Garlic Oxymel is an age-old home remedy used to boost immunity due to its antiviral and antibacterial properties. I first tried this when we made a huge batch in the classroom at uni, a classic example of food as medicine!
The word Oxymel means “acid and honey” owing to its two main ingredients – honey and apple cider vinegar.
The health benefits of Garlic Oxymel:
Garlic – studies show that the numerous compounds in garlic may enhance immune cell function and that this may be responsible for its ability to reduce the severity of colds and flu. Garlic’s active ingredient is allicin which is activated when it is chewed, chopped or crushed.
Apple Cider Vinegar – vinegar has natural antibacterial properties that can help kill pathogens, including bacteria.

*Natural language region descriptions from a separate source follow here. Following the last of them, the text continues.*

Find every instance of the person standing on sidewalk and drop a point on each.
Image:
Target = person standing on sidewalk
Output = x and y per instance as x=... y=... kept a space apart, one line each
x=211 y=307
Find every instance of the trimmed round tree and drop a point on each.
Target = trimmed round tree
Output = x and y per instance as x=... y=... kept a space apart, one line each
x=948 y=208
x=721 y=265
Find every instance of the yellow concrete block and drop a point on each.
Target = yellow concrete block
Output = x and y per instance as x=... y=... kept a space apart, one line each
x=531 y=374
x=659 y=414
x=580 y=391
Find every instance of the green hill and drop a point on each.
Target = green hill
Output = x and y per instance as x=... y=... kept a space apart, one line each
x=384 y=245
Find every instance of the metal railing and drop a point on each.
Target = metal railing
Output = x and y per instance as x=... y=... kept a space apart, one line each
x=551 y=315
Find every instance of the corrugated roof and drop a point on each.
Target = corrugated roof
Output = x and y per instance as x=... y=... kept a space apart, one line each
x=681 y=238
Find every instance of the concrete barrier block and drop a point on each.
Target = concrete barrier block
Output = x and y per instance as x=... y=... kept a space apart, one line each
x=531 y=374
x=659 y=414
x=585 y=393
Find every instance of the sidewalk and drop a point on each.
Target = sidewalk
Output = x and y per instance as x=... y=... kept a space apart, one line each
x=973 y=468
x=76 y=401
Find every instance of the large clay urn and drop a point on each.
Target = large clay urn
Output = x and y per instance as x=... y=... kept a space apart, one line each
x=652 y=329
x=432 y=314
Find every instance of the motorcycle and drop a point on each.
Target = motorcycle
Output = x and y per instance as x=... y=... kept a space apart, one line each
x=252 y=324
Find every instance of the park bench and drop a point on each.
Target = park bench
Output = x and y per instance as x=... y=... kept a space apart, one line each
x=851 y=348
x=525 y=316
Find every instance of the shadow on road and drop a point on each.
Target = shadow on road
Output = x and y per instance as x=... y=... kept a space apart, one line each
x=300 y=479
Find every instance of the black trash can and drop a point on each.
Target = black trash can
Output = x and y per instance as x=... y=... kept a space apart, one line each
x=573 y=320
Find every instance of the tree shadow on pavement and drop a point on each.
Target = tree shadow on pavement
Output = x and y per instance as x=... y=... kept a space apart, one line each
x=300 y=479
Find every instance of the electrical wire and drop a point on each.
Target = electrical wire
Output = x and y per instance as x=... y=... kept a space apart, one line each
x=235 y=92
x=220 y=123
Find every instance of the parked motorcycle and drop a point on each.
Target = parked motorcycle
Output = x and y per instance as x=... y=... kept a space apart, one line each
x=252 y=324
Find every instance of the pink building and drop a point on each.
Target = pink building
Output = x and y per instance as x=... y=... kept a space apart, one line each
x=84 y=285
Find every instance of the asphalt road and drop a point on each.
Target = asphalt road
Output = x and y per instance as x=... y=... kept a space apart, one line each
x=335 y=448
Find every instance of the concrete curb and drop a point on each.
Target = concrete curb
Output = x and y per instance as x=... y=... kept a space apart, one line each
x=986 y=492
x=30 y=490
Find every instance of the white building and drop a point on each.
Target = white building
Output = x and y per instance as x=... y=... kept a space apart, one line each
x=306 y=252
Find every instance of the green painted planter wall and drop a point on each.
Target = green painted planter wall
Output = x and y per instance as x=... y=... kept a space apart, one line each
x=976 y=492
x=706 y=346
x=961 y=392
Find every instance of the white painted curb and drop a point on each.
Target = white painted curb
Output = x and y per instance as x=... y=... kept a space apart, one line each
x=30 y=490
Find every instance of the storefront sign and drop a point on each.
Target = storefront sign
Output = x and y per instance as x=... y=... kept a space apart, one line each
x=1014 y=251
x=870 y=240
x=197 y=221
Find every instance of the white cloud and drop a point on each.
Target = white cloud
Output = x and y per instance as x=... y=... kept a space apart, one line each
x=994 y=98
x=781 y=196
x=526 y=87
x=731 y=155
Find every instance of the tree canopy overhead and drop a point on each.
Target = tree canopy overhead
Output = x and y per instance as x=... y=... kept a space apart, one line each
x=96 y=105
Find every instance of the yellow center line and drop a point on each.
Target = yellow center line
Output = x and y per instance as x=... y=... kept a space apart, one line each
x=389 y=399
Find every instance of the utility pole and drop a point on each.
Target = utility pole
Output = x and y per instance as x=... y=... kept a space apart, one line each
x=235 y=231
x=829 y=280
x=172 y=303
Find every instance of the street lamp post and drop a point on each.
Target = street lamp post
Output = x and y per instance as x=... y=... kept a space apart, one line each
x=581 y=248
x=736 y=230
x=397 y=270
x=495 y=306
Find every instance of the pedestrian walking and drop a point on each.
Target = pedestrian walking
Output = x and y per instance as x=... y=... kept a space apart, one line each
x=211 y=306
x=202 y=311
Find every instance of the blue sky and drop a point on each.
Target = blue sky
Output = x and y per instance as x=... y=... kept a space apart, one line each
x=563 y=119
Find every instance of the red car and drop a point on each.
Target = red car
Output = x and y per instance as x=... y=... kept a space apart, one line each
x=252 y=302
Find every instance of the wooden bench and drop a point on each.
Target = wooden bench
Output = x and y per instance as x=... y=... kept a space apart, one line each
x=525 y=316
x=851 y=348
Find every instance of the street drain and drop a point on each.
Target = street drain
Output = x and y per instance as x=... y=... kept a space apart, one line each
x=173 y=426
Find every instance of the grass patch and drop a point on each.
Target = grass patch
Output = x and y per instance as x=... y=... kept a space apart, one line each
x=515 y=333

Raw Honey – raw honey has many health benefits, including antioxidant, anti-inflammatory, antibacterial, and respiratory. It naturally acts as a cough suppressant due to its antibacterial properties.
Garlic Oxymel Recipe
6-10 garlic cloves peeled and smashed/chopped
1 heaped tsp caraway seeds
1 heaped tsp fennel seeds
100ml apple cider vinegar (with the ‘mother’)
2 T raw or Manuka honey
Optional: add chilli + turmeric + ginger + onion to your preference
(I like adding 1 tsp turmeric with a pinch of cracked pepper)
- Add the vinegar into a saucepan. Gently warm the seeds in the vinegar over low heat for a few minutes. Savour the fragrance…
- Add raw honey to the pan and stir gently to combine
- In a sterilised jar, pour the liquid mixture over the smashed garlic and let steep for up to 24hrs. The longer, the stronger the taste.
- Strain off the liquid and store in the fridge or cupboard for up to 3 months.
Take 1 – 2 tsp 3-6 times per day at the first sign of colds or flu. Add to olive oil as an awesome salad dressing or marinade!
TIP: Oxymel will keep in the fridge for up to 3 months. Share the garlic breath! The quantities in this recipe make a small jar but feel free to double or triple the recipe to make a batch to keep or share with family/friends.